Some Catholic schools in Chicago Archdiocese will close

SHARE Some Catholic schools in Chicago Archdiocese will close

UPDATE: Closed schools include one in Skokie and another in Highwood.

Citing rising costs and low enrollment, Cardinal Francis George has said some Archdiocese Schools will be closed or consolidated.

George made the announcement in Catholic New World, the Archdiocese of Chicago’s newspaper.

“We will not be able to maintain all schools in their current form,” George wrote in a column that did not identify any specific schools targeted under the plan.

“Some school communities will be welcomed into healthier schools to bolster them further. Others will come together to form a new consolidated school that will use the best of the schools’ buildings, teachers resources and program approaches.”

The news should not surprise some of the schools, as the archdiocese was sending signals earlier this year to those that were at a critical point.

“A fairly large group of schools at risk have an average enrollment of only 145, well below the required minimum of 225,” George wrote.

Meetings were held with those at-risk schools in May to notify them of their status, George wrote. But “many of these schools were not able to grow in student numbers” he added.

“Supporting many low enrollment schools, particularly those with demographic challenges, spreads our scarce resources very thin and limits our ability to invest dollars in strengthening viable school offerings for our students.”

The Archdiocese school system currently educates more than 82,000 Chicago-area children in 240 elementary and high schools, George wrote.

“We remain as committed as ever to Catholic education, and we believe a more appropriately sized network will enable us to strengthen our system and serve our children more effectively.”

George wrote that though operating costs are lower than at public schools, expenses have continued to rise.

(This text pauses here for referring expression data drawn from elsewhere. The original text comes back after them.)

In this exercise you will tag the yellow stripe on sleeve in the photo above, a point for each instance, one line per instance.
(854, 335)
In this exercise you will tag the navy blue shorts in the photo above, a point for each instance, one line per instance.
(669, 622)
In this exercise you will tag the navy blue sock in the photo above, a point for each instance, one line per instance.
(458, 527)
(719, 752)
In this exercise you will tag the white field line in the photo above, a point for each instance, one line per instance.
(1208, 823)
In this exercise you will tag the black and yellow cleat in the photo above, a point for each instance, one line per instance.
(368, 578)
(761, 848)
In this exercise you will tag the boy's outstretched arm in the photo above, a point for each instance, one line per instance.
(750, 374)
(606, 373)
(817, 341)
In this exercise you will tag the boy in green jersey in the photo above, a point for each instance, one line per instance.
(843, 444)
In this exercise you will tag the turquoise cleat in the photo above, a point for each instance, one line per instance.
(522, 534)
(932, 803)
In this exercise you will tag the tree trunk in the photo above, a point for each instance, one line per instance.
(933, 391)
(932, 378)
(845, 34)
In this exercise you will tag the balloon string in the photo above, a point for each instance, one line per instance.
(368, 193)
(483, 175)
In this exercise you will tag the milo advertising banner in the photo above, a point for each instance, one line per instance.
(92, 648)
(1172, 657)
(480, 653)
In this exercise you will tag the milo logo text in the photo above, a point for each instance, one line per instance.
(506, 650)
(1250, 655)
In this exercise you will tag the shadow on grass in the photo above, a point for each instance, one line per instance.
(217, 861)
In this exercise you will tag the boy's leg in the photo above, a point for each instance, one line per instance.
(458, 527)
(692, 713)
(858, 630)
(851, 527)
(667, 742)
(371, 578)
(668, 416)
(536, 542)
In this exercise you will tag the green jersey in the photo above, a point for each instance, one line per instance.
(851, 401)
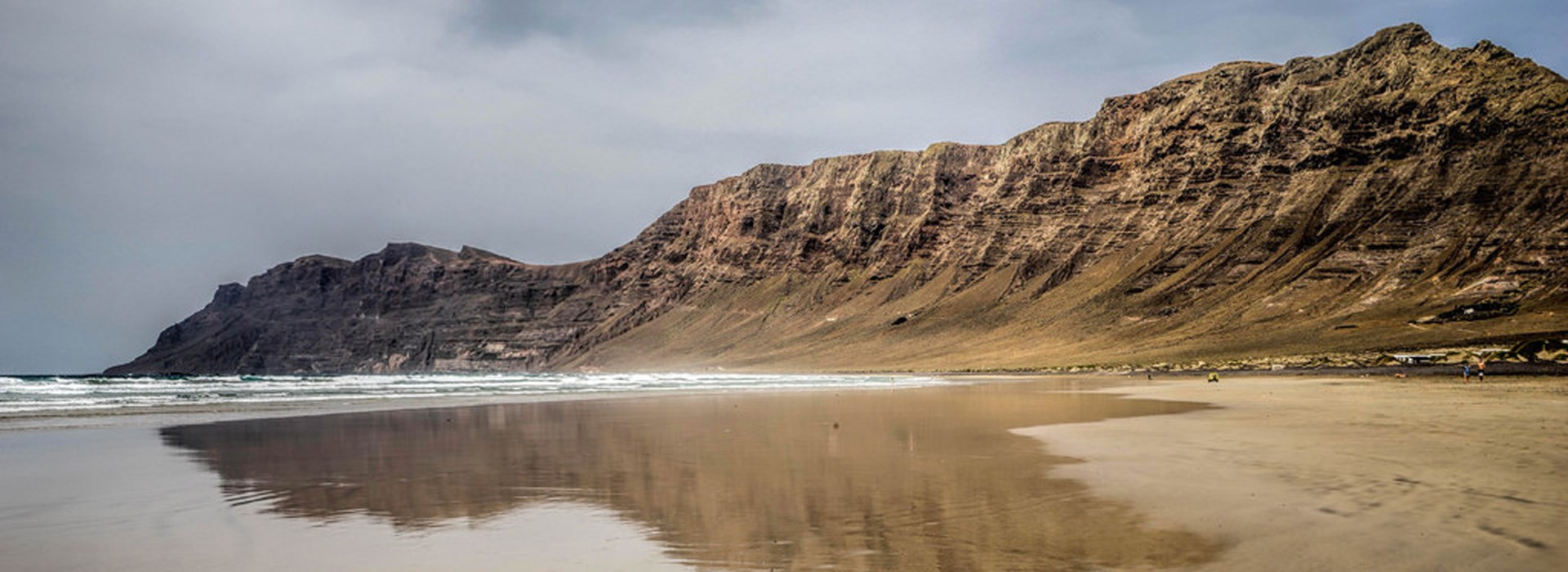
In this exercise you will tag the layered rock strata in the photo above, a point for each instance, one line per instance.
(1352, 201)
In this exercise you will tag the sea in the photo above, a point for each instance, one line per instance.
(35, 395)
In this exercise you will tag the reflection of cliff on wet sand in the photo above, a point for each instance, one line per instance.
(899, 480)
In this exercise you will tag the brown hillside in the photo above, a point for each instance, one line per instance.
(1361, 199)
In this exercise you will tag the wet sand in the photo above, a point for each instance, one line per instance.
(1344, 474)
(877, 480)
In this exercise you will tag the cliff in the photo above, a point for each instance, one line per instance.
(1392, 194)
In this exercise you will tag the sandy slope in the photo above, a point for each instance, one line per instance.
(1344, 474)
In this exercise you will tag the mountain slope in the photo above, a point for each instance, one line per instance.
(1361, 199)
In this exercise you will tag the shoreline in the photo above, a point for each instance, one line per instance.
(1341, 472)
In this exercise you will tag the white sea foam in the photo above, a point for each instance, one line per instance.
(65, 394)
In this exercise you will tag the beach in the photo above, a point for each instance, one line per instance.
(1344, 474)
(995, 474)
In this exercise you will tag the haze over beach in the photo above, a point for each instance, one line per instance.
(154, 152)
(1274, 286)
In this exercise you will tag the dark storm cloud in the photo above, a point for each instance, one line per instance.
(154, 150)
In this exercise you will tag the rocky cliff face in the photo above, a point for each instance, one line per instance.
(1361, 199)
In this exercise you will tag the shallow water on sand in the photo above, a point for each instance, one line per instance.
(883, 480)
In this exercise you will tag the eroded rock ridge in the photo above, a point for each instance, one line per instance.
(1254, 209)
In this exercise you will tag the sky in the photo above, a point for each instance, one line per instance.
(151, 151)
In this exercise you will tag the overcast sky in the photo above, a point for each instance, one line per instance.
(154, 150)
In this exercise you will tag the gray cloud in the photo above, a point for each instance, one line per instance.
(151, 151)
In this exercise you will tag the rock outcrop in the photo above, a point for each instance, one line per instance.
(1327, 204)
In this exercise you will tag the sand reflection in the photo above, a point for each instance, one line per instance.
(889, 480)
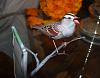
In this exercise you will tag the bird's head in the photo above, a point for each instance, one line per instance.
(72, 17)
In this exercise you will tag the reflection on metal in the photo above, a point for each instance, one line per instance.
(20, 56)
(92, 41)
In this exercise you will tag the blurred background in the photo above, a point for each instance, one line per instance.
(63, 66)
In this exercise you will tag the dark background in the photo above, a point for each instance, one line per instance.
(71, 64)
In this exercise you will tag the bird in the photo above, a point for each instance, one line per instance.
(60, 29)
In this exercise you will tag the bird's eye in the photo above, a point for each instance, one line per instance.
(69, 18)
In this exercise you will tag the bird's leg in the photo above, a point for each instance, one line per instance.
(57, 49)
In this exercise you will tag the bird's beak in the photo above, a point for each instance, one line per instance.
(76, 20)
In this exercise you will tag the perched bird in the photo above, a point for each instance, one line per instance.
(60, 29)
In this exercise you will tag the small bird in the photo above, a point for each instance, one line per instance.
(61, 29)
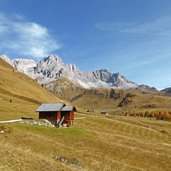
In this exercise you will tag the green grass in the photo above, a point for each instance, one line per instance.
(97, 142)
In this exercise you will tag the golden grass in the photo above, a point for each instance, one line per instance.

As a result, he wrote, “the cost of a Catholic education is now beyond what many families can afford.” Because of this, the archdiocese has helped fund school operating costs to the tune of about $165 million from local parish contributions and Archdiocesan assets over the past five years, he wrote.

Operating aid to schools from the archdiocese was more than $23 million in the 2012 fiscal year. It has declined slightly, George wrote, to $18 million in the 2014 fiscal year.

The announcement of which schools will come at 3:30 p.m. today.